Cloudflare as workers to run serverless code without using containers:
They run the code in what they call Isolates:
Isolates are lightweight contexts that group variables with the code allowed to mutate them. Most importantly, a single process can run hundreds or thousands of Isolates, seamlessly switching between them. They make it possible to run untrusted code from many different customers within a single operating system process. They’re designed to start very quickly (several had to start in your web browser just for you to load this web page), and to not allow one Isolate to access the memory of another.
So I am not an expert on the Beam, but I want to ask to the experts what are the conceptual similarities and differences between the Beam and Isolates?
I know they may be considered for sure different different beasts, but curious if they have some overlaps, and where they diverge conceptually in that same overlaps?
So this is very close to a BEAM process, although there’s no “mutation” exactly
This sounds like how the BEAM schedulers (there’s usually one or two per CPU) handle running many processes.

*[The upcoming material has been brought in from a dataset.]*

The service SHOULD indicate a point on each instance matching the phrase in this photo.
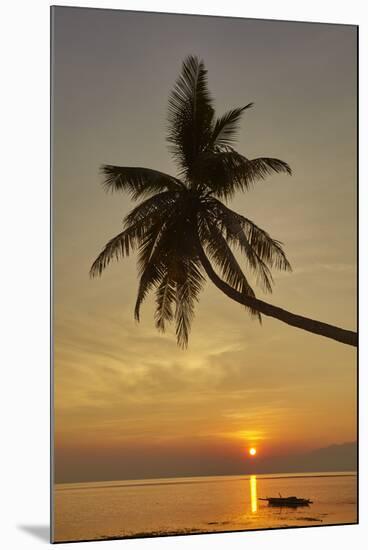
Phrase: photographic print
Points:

This is where they diverge some - it’s technically true that BEAM processes can’t “access each other’s memory” (in the sense that they can’t change things) but any process can send messages (including ones like :sys.get_state) to any other process.
In its current state, process isolation in the BEAM is very weak and most definitely not intended to keep code with different levels of trust or from different sources from interfering with one another.
Some ideas have been tossed around in the past, perhaps most famously the SafeErlang paper ('97). More recently I saw this proposal, which seems interesting.
The problem with any such proposal is that it’s going to require support from the Erlang/OTP core team, because they’re going to have to commit to maintaining the functionality in the BEAM going forward. Whether they are willing to do so depends in a large part on whether they have an internal (or paying customer) use-case for the proposed feature. For comparison, see the recent discussion on support for HiPE…
This is it. Once code is running on the BEAM there is nothing stopping it from interacting with (or killing) any other proces on the VM, so it’s not safe for multi-tennant workloads like this. Isolates are all about restricting running code in order to make them safe to run together.
“Stop trying to make JS happen. It’s not going to happen.”, as one meme goes.
The JS runtime is awful. As much as you try to fine-tune it it will inevitably spill its guts at the first sign of trouble. People spent weeks hand-crafting a Phoenix-like case for 1-2 million connections on a single server and it was a back-breaking work.